We are young, they sing, we are steadfast, we have never compromised, we have so many castles yet to storm.

 

Werner sways between exhaustion, confusion, and exhilaration. That his life has been so wholly redirected astounds him. He keeps any doubts at bay by memorizing lyrics or the routes to classrooms, by holding before his eyes a vision of the technical sciences laboratory: nine tables, thirty stools; coils, variable capacitors, amplifiers, batteries, soldering irons locked away in those gleaming cabinets.

 

Above him, kneeling on his bunk, Frederick peers out the open window through a pair of antique field glasses and makes a record on the bed rail of birds he has sighted.
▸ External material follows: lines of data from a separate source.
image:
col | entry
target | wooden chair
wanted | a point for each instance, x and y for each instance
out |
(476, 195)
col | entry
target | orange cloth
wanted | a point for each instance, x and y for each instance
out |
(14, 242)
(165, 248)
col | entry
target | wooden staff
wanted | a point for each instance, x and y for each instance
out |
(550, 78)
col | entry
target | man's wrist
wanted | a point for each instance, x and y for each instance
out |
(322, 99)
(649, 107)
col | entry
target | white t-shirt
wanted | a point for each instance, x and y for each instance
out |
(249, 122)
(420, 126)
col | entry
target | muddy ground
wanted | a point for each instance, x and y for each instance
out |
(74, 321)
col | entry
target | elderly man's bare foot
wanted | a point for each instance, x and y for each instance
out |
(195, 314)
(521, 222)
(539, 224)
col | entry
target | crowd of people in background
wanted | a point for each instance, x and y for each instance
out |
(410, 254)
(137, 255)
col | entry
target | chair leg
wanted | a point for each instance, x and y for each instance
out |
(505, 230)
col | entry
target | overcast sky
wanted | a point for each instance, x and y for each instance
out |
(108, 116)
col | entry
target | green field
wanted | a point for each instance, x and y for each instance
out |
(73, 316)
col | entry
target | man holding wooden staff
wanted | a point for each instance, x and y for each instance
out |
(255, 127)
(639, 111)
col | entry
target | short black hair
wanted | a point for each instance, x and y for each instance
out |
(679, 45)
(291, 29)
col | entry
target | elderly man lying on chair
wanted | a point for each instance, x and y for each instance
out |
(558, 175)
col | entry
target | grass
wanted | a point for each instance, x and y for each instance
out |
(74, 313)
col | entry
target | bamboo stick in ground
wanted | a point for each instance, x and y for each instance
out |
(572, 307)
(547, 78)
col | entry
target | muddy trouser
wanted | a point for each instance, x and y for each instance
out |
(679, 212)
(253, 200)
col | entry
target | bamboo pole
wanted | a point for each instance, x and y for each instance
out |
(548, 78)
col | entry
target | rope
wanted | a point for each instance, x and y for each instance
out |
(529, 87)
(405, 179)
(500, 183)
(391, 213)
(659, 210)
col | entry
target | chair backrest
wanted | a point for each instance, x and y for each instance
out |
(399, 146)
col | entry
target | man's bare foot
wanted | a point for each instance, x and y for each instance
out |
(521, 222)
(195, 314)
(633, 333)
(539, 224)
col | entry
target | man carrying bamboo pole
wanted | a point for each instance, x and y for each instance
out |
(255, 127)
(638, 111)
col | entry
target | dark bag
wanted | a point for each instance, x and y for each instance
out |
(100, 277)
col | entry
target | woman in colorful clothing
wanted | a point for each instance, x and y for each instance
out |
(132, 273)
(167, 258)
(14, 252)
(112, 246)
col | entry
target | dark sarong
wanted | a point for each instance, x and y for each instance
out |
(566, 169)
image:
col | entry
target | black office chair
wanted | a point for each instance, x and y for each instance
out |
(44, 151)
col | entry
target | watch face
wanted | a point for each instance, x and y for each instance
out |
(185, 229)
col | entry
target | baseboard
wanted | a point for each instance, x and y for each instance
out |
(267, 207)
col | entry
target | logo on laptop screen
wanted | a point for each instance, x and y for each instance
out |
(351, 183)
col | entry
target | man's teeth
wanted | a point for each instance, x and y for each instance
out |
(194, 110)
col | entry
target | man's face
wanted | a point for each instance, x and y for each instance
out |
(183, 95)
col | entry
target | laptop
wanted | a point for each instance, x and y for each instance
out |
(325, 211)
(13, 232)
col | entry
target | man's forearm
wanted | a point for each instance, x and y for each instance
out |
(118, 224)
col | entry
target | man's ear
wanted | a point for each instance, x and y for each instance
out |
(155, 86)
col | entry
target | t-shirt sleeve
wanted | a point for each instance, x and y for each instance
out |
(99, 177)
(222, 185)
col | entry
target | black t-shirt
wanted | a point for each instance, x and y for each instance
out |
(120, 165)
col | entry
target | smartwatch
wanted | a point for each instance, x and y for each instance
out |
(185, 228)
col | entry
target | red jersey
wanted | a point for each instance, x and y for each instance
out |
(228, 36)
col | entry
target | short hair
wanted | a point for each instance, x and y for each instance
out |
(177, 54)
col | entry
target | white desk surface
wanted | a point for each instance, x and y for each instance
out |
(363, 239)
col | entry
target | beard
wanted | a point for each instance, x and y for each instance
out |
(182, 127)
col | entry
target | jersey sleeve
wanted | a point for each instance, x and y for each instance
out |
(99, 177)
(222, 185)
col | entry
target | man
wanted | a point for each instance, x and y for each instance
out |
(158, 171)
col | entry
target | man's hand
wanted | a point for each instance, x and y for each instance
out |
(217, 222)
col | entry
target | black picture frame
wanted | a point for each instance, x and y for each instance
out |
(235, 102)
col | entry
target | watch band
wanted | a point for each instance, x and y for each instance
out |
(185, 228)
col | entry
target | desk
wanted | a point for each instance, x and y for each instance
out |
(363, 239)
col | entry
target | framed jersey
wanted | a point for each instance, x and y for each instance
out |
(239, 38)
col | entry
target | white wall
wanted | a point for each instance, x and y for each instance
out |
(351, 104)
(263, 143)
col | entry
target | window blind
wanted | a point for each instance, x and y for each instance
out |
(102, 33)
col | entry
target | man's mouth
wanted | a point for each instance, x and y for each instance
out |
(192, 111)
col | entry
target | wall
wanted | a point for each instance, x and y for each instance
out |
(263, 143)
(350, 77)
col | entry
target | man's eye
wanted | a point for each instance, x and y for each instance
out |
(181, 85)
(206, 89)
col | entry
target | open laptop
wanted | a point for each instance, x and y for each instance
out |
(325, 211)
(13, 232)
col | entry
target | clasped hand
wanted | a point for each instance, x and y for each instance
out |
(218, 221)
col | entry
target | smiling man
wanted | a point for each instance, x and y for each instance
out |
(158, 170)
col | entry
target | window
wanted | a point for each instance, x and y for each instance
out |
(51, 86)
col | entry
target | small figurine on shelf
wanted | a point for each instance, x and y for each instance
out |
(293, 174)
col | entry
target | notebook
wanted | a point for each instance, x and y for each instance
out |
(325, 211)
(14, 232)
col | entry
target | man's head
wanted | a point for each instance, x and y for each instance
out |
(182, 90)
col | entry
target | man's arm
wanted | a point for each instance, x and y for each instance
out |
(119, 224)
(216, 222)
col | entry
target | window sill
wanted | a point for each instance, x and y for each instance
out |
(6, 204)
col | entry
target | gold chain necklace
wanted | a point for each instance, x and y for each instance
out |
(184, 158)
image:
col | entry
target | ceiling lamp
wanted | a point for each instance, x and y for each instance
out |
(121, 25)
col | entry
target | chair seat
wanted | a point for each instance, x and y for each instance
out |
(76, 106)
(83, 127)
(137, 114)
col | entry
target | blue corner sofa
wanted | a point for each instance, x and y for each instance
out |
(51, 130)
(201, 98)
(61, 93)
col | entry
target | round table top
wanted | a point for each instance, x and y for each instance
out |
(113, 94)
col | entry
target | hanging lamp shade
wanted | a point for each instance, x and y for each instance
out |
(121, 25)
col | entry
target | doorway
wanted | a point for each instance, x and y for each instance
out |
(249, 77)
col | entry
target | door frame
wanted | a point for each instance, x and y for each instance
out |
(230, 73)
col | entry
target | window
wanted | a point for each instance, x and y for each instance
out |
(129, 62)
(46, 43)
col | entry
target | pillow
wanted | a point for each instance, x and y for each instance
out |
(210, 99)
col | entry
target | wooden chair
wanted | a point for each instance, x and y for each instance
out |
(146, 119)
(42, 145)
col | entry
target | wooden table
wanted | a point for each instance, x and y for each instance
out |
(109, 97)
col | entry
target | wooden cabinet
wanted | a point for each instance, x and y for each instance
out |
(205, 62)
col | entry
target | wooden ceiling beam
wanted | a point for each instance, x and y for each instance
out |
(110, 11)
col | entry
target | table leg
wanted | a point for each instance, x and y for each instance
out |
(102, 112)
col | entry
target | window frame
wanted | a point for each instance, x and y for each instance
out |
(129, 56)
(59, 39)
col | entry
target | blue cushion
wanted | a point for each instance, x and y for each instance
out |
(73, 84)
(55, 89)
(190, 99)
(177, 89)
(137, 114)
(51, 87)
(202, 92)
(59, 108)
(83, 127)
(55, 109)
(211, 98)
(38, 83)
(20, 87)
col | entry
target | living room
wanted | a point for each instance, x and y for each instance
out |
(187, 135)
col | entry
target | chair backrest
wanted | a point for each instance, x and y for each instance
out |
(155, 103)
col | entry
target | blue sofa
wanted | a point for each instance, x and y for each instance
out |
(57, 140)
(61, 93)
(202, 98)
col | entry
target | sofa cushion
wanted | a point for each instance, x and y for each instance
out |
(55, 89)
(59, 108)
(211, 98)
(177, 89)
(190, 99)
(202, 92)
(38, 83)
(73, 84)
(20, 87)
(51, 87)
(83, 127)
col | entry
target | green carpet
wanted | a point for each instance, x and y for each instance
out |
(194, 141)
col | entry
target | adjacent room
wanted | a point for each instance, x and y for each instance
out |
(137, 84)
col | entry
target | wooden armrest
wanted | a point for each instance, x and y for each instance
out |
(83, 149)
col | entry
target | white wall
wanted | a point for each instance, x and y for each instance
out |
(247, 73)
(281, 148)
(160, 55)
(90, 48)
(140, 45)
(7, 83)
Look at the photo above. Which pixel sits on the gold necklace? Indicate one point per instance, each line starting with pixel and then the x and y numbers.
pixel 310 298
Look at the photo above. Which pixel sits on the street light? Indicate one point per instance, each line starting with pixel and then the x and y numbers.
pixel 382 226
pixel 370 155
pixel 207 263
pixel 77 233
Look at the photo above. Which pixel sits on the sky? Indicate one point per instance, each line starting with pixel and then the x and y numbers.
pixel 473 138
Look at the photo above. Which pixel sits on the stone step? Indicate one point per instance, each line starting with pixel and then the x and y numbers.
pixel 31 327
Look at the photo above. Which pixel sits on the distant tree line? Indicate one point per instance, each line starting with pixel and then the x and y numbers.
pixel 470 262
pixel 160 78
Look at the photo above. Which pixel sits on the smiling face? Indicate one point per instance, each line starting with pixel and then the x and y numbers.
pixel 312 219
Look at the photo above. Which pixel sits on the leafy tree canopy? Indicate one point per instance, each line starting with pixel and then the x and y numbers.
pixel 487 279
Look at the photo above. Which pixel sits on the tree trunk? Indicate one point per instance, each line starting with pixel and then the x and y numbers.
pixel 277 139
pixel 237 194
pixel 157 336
One notch under red-necked grebe. Six notches under thrush nightingale. Out on the grounds, a group of ten-year-olds is carrying torches and swastika flags toward the river. The procession pauses, and a gust of wind tears at the torch flames. Then they march on, their song swirling up through the window like a bright, pulsing cloud.

 

O take me, take me up into the ranks

 

so that I do not die a common death!

 

I do not want to die in vain, what

 

I want is to fall on the sacrificial mound.